是否有与操作系统无关的方法来验证文件没有被其他进程写入或打开?

Wondering if there is a way to validate that a file isn't being written to or has been opened by another process at runtime. Preferably a way that would work on all OS's

Not in general.

The most ubiquitous general application-level mechanism for detecting and preventing use or alteration of a file that is being used by another process is file locking

One reason there isn't a cross-platform solution is that some operating systems provide for cooperative locking where file locks are advisory. For example most Unix variants and Linux.

So, on those platforms, you can only guarantee knowledge of other process using a file where the other process is known in advance to be using a specific type of advisory lock.

Most of those platforms do have mandatory locking available. It is set on a per-file basis as part of the file attributes. There are some problems with this (e.g. race conditions).

So no, the underlying mechanisms that could provide the verification you seek are very different. It would probably be very troublesome to provide a reliable cross-platform mechanism in Go that would be guaranteed to work on a variety of popular platforms where other processes are or can be uncooperative.

References

That won't answer your question but since we might be dealing with an XY problem here, I'd like to look at the problem from a PoV different to locking and otherwise detecting the file is not being written to: an update-then-rename-over approach which is the only sensible way to do atomic updates to files which is sadly not very well known by (novice) programmers.

Since filesystem is inherently racy, to ensure proper "database-like" work with files—where everyone sees consistent state of the file's contents,—you have to use either locking or atomic updates or both.

To update the file's contents in an atomic way, you do this:

  1. Read the file's data.
  2. Open a temporary file (on the same filesystem).
  3. Write the updated data into it.
  4. Rename the new file over the old one.

Renaming is guaranteed to be atomic on all contemporary commodity OSes so that when a process tries to open a file, it opens either an old copy or the new one but not something in between.

On POSIX systems, Go's os.Rename() has always been atomic since it would end up calling rename(2); on Windows it was fixed since Go 1.5.

Note that this approach merely provides consistency of the file's contents in the sense no two processes would ever end up updating it at the same time but it does not ensure "serialized" updates which is only possible to ensure through locking or other "side-channel" signaling.
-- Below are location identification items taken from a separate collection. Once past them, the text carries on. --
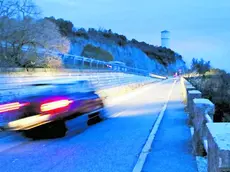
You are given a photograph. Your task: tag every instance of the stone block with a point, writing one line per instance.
(218, 147)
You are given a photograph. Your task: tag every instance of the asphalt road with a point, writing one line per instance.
(110, 146)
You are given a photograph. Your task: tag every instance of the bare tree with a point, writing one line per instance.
(26, 40)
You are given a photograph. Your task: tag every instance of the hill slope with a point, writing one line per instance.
(119, 48)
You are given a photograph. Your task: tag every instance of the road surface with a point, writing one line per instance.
(112, 145)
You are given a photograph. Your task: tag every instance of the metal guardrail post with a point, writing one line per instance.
(203, 113)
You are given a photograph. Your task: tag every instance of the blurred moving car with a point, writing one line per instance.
(47, 106)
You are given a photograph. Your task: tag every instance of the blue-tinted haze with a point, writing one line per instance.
(199, 28)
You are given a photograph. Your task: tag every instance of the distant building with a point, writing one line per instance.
(165, 39)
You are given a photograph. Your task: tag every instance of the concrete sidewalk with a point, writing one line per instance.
(172, 149)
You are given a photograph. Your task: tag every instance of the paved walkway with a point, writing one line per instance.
(171, 148)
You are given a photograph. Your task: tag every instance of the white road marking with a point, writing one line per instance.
(147, 147)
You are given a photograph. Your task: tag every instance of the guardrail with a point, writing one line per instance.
(209, 138)
(11, 88)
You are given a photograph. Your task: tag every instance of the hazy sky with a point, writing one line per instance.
(199, 28)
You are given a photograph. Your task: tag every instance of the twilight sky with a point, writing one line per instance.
(199, 28)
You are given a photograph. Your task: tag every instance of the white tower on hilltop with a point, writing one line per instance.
(165, 38)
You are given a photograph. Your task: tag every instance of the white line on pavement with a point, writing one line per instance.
(147, 147)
That is, with atomic updates, it's still possible to have this situation:

  1. Processes A and B read the file's data.
  2. They both modify it and do atomic updates.

The file's contents will be consistent, but the state would be of whatever process ended up calling the OS's renaming API function last.
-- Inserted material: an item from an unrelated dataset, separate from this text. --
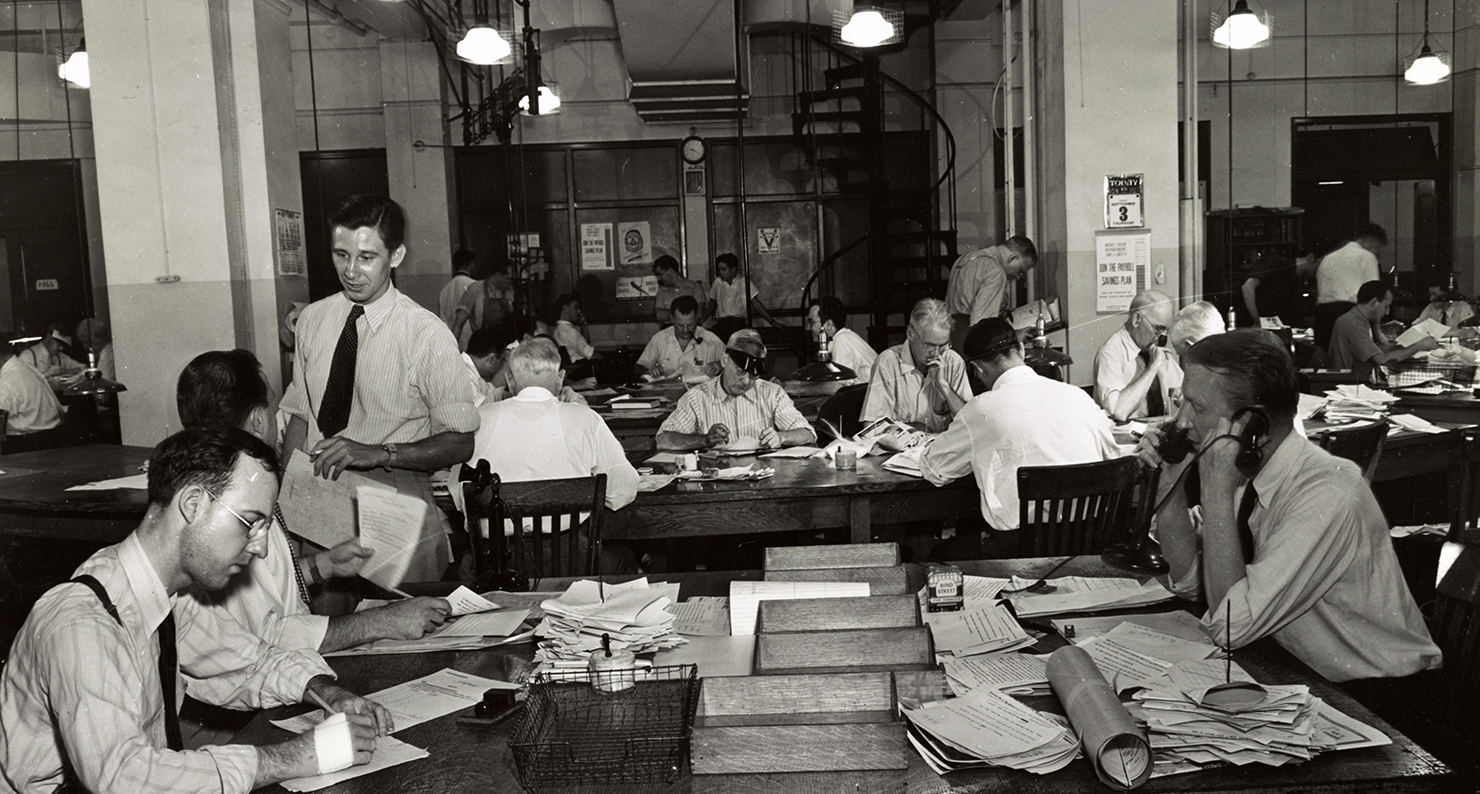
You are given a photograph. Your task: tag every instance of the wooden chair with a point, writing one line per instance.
(1073, 508)
(1362, 445)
So if you need serialization, you need locking.

I'm afraid, that no cross-platform file locking solution exists for Go (anyway, approaches to locking differ greatly even across Unix-y systems — let alone Windows; see this for an entertaining read) but one way to do it is to use platform-specific locking of that temporary file created on the step (2) above.

The approach to update a file then changes to:

  1. Open a temporary file with a well-known name.

    Say, if the file to update is named "foo.state", call it "foo.state.lock".

  2. Lock it using any platform-specific locking.

    If locking fails, this means another process is updating the file, so back out or wait—this really depends on what you're after.

  3. Once the lock is held, read the file's data.

  4. Modify it, re-write the temporary file being locked with this data.

  5. Rename the temporary file over the original one.

  6. Close the temp. file and release the lock.